Barak leads in Israel's Labor Party polls
Occupied Jerusalem: Former Prime Minister Ehud Barak on Tuesday won the first round of the Israeli Labor Party's leadership election and will face an ex-security chief in a runoff vote next month, official results showed.
Although Barak and former secret service chief Ami Ayalon have called on Prime Minister Ehud Olmert to quit over his handling of last year's Lebanon war, both have stopped short of saying they would pull Labor out of his governing coalition.
Official results with all but one polling station counted showed Barak with 36 per cent of the vote to Ayalon's 31 per cent, figures short of the 40 per cent needed to avoid a June 12 runoff.

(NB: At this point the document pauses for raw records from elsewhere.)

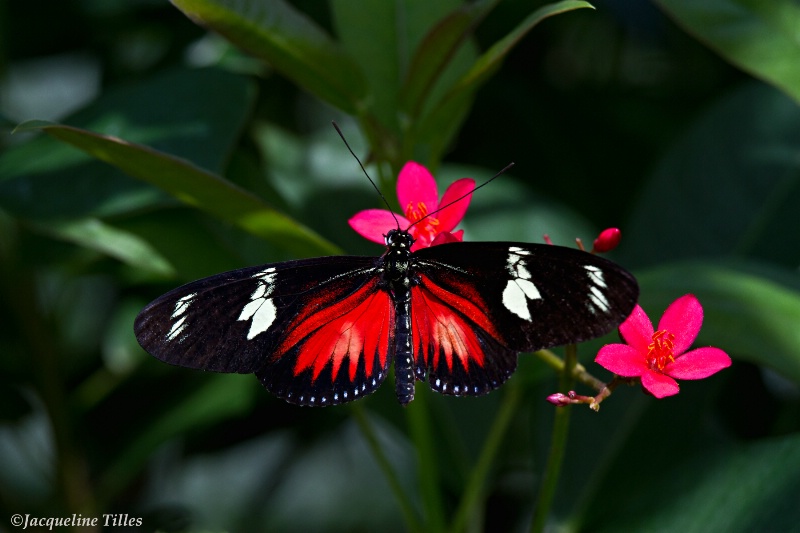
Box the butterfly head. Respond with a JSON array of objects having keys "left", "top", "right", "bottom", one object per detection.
[{"left": 386, "top": 229, "right": 414, "bottom": 250}]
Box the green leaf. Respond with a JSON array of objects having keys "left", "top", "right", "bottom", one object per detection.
[
  {"left": 622, "top": 82, "right": 800, "bottom": 267},
  {"left": 98, "top": 374, "right": 259, "bottom": 498},
  {"left": 171, "top": 0, "right": 367, "bottom": 114},
  {"left": 330, "top": 0, "right": 476, "bottom": 135},
  {"left": 413, "top": 0, "right": 593, "bottom": 161},
  {"left": 637, "top": 262, "right": 800, "bottom": 383},
  {"left": 586, "top": 434, "right": 800, "bottom": 533},
  {"left": 27, "top": 218, "right": 175, "bottom": 276},
  {"left": 656, "top": 0, "right": 800, "bottom": 103},
  {"left": 0, "top": 69, "right": 255, "bottom": 222},
  {"left": 24, "top": 123, "right": 338, "bottom": 256}
]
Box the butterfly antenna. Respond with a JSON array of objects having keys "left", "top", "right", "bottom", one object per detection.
[
  {"left": 331, "top": 120, "right": 400, "bottom": 229},
  {"left": 406, "top": 163, "right": 514, "bottom": 230}
]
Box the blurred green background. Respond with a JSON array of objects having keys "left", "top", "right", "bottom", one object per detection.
[{"left": 0, "top": 0, "right": 800, "bottom": 532}]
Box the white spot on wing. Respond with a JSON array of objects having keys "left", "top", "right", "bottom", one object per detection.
[
  {"left": 237, "top": 267, "right": 277, "bottom": 340},
  {"left": 167, "top": 292, "right": 197, "bottom": 341},
  {"left": 583, "top": 265, "right": 611, "bottom": 313},
  {"left": 503, "top": 246, "right": 542, "bottom": 322}
]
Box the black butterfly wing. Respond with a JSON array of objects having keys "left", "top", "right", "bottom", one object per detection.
[
  {"left": 412, "top": 242, "right": 639, "bottom": 395},
  {"left": 134, "top": 257, "right": 395, "bottom": 405}
]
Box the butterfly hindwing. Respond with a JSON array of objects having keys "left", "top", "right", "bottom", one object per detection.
[
  {"left": 134, "top": 257, "right": 394, "bottom": 405},
  {"left": 412, "top": 242, "right": 638, "bottom": 395}
]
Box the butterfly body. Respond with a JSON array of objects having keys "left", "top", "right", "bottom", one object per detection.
[{"left": 135, "top": 230, "right": 638, "bottom": 405}]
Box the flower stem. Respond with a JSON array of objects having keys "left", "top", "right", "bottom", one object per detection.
[
  {"left": 531, "top": 344, "right": 578, "bottom": 533},
  {"left": 406, "top": 387, "right": 444, "bottom": 533},
  {"left": 534, "top": 350, "right": 606, "bottom": 391},
  {"left": 352, "top": 403, "right": 423, "bottom": 532}
]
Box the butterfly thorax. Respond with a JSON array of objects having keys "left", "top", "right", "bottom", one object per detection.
[
  {"left": 383, "top": 229, "right": 414, "bottom": 295},
  {"left": 383, "top": 229, "right": 415, "bottom": 405}
]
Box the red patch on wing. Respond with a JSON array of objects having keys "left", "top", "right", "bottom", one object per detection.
[
  {"left": 275, "top": 278, "right": 394, "bottom": 381},
  {"left": 411, "top": 276, "right": 500, "bottom": 371}
]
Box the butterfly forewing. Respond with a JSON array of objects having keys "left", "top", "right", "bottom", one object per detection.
[
  {"left": 134, "top": 257, "right": 394, "bottom": 405},
  {"left": 135, "top": 235, "right": 638, "bottom": 405},
  {"left": 414, "top": 242, "right": 639, "bottom": 356}
]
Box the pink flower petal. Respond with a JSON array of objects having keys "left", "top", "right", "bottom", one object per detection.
[
  {"left": 594, "top": 344, "right": 649, "bottom": 378},
  {"left": 397, "top": 161, "right": 438, "bottom": 220},
  {"left": 347, "top": 209, "right": 410, "bottom": 244},
  {"left": 664, "top": 346, "right": 731, "bottom": 379},
  {"left": 642, "top": 371, "right": 681, "bottom": 399},
  {"left": 658, "top": 294, "right": 703, "bottom": 355},
  {"left": 435, "top": 178, "right": 475, "bottom": 231},
  {"left": 619, "top": 304, "right": 653, "bottom": 358},
  {"left": 428, "top": 230, "right": 463, "bottom": 248}
]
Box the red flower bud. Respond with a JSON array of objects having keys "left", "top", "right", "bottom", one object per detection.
[{"left": 592, "top": 228, "right": 622, "bottom": 254}]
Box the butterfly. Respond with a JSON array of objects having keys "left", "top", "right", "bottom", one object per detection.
[{"left": 134, "top": 228, "right": 639, "bottom": 406}]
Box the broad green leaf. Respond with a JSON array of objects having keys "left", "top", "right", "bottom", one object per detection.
[
  {"left": 400, "top": 0, "right": 499, "bottom": 121},
  {"left": 413, "top": 0, "right": 592, "bottom": 161},
  {"left": 621, "top": 82, "right": 800, "bottom": 267},
  {"left": 171, "top": 0, "right": 367, "bottom": 114},
  {"left": 27, "top": 218, "right": 175, "bottom": 276},
  {"left": 98, "top": 374, "right": 259, "bottom": 498},
  {"left": 586, "top": 430, "right": 800, "bottom": 533},
  {"left": 330, "top": 0, "right": 463, "bottom": 135},
  {"left": 24, "top": 123, "right": 337, "bottom": 256},
  {"left": 0, "top": 69, "right": 255, "bottom": 221},
  {"left": 637, "top": 263, "right": 800, "bottom": 383},
  {"left": 656, "top": 0, "right": 800, "bottom": 104},
  {"left": 113, "top": 206, "right": 253, "bottom": 281}
]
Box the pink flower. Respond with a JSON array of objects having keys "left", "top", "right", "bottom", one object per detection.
[
  {"left": 595, "top": 294, "right": 731, "bottom": 398},
  {"left": 592, "top": 228, "right": 622, "bottom": 254},
  {"left": 349, "top": 161, "right": 475, "bottom": 251}
]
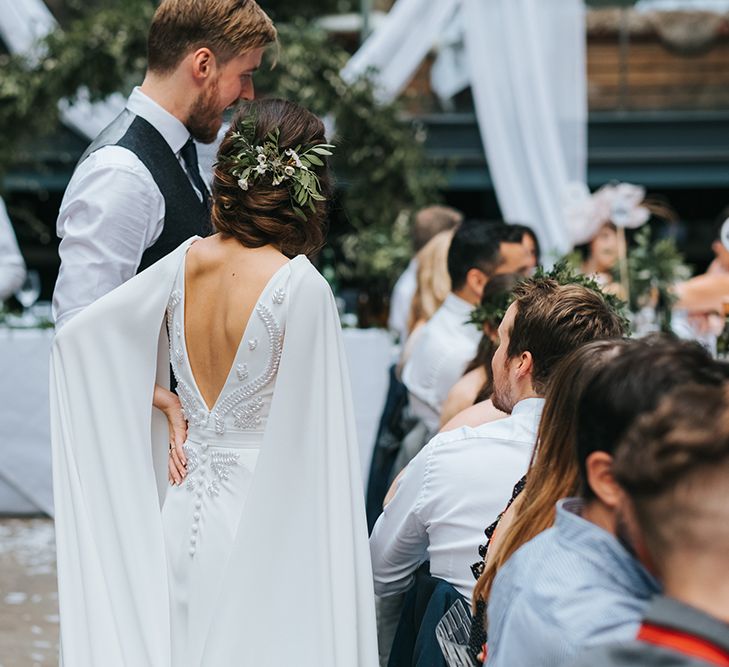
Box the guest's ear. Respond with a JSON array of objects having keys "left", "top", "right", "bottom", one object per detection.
[
  {"left": 585, "top": 452, "right": 622, "bottom": 510},
  {"left": 190, "top": 46, "right": 216, "bottom": 81},
  {"left": 517, "top": 350, "right": 534, "bottom": 378},
  {"left": 466, "top": 269, "right": 489, "bottom": 300}
]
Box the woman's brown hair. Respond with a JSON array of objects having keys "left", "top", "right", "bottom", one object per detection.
[
  {"left": 473, "top": 339, "right": 627, "bottom": 608},
  {"left": 211, "top": 99, "right": 331, "bottom": 257}
]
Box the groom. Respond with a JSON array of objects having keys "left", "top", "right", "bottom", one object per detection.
[{"left": 53, "top": 0, "right": 276, "bottom": 326}]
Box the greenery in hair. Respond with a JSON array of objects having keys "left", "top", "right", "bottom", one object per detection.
[
  {"left": 468, "top": 258, "right": 630, "bottom": 331},
  {"left": 534, "top": 259, "right": 630, "bottom": 331},
  {"left": 466, "top": 290, "right": 514, "bottom": 329},
  {"left": 218, "top": 116, "right": 334, "bottom": 221}
]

The outcome of the first round of voting among some 104,000 Labor members effectively toppled Defence Minister Amir Peretz as the centre-left party's chairman.
His unpopularity, along with Olmert's, plunged in the wake of the costly conflict last July and August with Lebanon's Hezbollah guerrillas. An official inquiry found that both had mishandled the war, stirring public pressure for them to resign.
Barak, a former general and Israel's most decorated soldier, served as prime minister from 1999 to 2001.
But several polls have suggested that Ayalon, who also has a military pedigree as a former admiral, will emerge on top in the runoff.
Both men have said they want to secure Israel's future by making peace with its Arab neighbors and have agreed to keep Labor as the ranking junior partner in Olmert's government for now.